Expected Observations:

  • For small \(\alpha\) (e.g., 0.1): Convergence is slow.

  • For moderate \(\alpha\) (e.g., 0.5, 1): Faster convergence.

  • For large \(\alpha\) (e.g., 1.5): Convergence is still fast but close to instability.

  • If we set \(\alpha=2\), we would see oscillations instead of convergence.

The script numerically confirms the exponential decay of errors when \(0<\alpha<2\).

#  (5.7)

In conjugate gradient descent, what is the descent direction at the first iteration for the function \(f ( x, y) = x^2 + xy + y^2 + 5\) when initialized at \([ x, y] = [1, 1]\)? What is the resulting point after two steps of the conjugate gradient method?

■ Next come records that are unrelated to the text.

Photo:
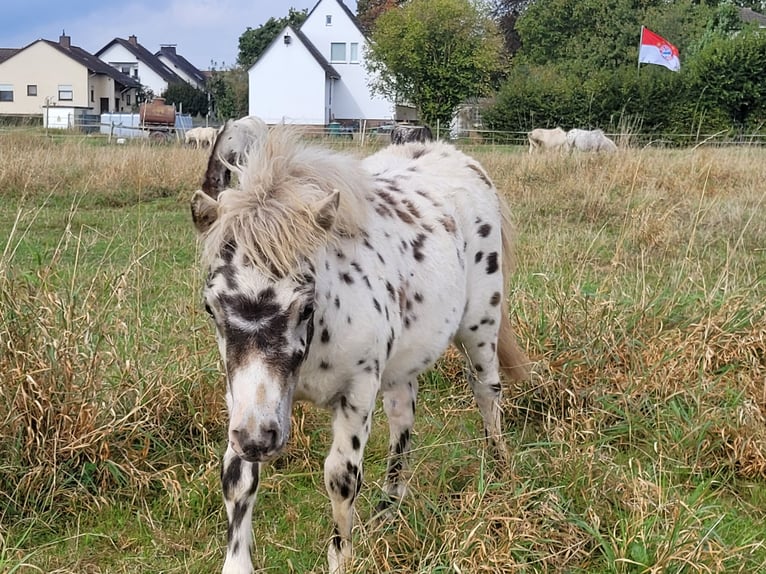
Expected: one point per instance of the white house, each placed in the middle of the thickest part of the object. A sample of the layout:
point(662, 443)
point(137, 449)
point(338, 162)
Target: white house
point(316, 75)
point(131, 58)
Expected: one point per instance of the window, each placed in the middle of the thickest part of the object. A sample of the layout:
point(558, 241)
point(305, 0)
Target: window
point(6, 92)
point(337, 52)
point(65, 93)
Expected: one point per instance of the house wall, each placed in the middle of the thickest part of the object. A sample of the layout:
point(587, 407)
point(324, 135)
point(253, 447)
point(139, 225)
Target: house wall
point(287, 85)
point(43, 66)
point(186, 77)
point(352, 97)
point(119, 57)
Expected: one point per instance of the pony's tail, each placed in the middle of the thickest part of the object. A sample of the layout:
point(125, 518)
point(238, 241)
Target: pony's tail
point(514, 362)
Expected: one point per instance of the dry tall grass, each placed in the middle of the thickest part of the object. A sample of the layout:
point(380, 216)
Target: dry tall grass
point(639, 445)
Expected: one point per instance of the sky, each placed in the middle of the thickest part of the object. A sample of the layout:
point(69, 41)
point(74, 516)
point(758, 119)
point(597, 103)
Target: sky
point(203, 31)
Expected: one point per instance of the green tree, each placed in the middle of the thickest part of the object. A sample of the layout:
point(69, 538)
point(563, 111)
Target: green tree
point(229, 93)
point(188, 98)
point(435, 54)
point(254, 41)
point(368, 11)
point(728, 74)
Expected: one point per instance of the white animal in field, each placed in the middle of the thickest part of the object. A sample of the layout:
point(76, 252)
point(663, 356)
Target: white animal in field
point(589, 140)
point(333, 280)
point(235, 139)
point(541, 139)
point(201, 137)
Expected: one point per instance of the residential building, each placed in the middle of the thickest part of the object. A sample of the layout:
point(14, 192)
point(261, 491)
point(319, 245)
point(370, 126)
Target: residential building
point(58, 75)
point(315, 75)
point(181, 66)
point(130, 57)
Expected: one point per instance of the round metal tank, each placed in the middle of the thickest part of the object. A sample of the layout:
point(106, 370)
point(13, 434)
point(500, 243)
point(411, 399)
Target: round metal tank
point(157, 112)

The conjugate gradient method initially follows the steepest descent direction. The gradient is \[\nabla f ( x, y) = [2x + y, 2y + x ]\] which for \(( x, y) = (1, 1)\) is \([3, 3]\). The direction of steepest descent is opposite the gradient, \(d_0 = [-3, -3]\).

It is possible to prove the following proposition:

Proposition 1. A twice differentiable function \(f : {\mathbb{R}}^n \to {\mathbb{R}}\) is convex, if and only if the Hessian \(\nabla^2 f (x)\) is positive semi-definite for all \(x \in {\mathbb{R}}^n\).

See https://wiki.math.ntnu.no/_media/tma4180/2016v/note2.pdf for a proof.

The Hessian is \[H=\begin{bmatrix} 2 &1\\ 1 &2 \end{bmatrix}\] Since the function is quadratic and the Hessian is positive definite (you can check this by showing that both eigenvalues are positive), the conjugate gradient method converges in at most two steps. Thus, the resulting point after two steps is the optimum, \(( x, y) = (0, 0)\), where the gradient is zero.